## Introduction
I write extensively on [software fundamentals][fundamentals-series], covering architecture, security, reliability, testing, performance, accessibility, and process. The articles are lengthy, detailed, and checklist-rich.
I kept encountering the same issue: knowing fundamentals and applying them in code review are different. I'd review PRs, catch a timeout or a query, but forget accessibility or circuit breaker.
Human memory is unreliable. Checklists help, but reviewing 200+ items manually isn't practical.
I built skills that encode fundamentals into repeatable, automated fitness reviews. This article explains what they are, why they work, and how they fit together.

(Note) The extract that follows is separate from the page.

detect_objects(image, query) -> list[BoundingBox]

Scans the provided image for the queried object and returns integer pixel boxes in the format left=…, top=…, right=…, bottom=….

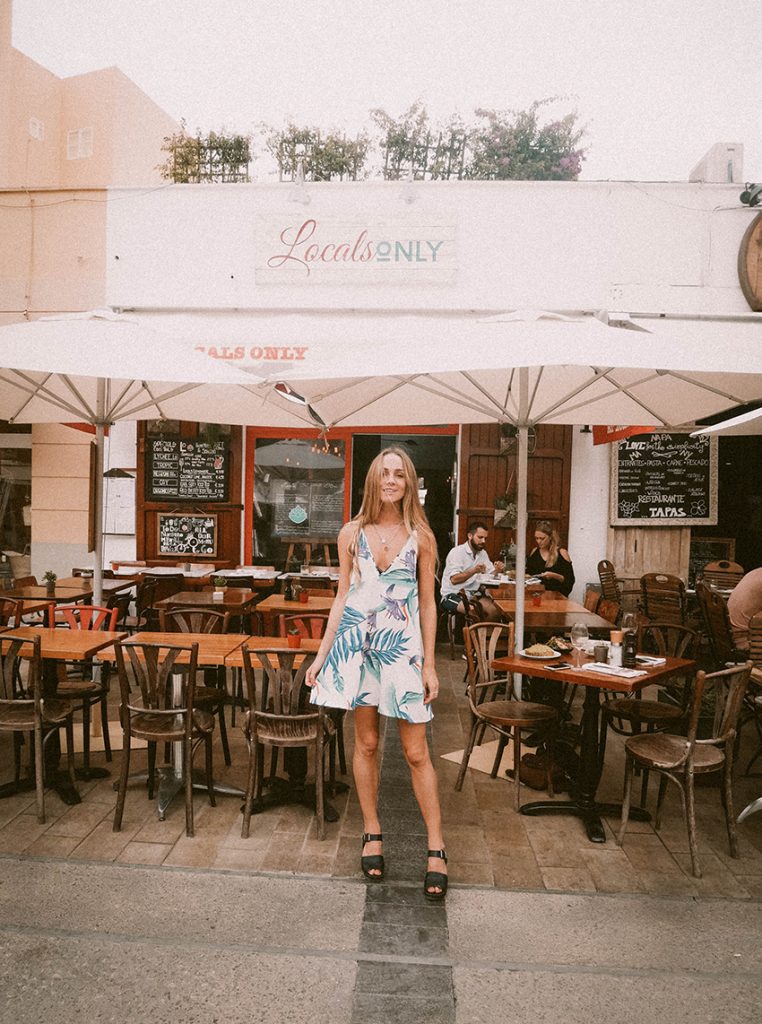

> Type: **Explanation** (understanding-oriented).
> Primary audience: **intermediate** developers who want to understand the design behind fitness review skills
## What Are Fitness Review Skills?
A fitness review skill instructs an AI code assistant (like Claude Code or Cursor) on how to evaluate a codebase for a particular quality, outlining a workflow, scoring rubric, and output format.
Think of it as giving a detailed checklist to a meticulous reviewer who never forgets an item or gets tired.
Each skill assigns 1-10 scores per evaluated dimension, supported by code file:line evidence. Without evidence, a score is an opinion; with reference, it becomes actionable.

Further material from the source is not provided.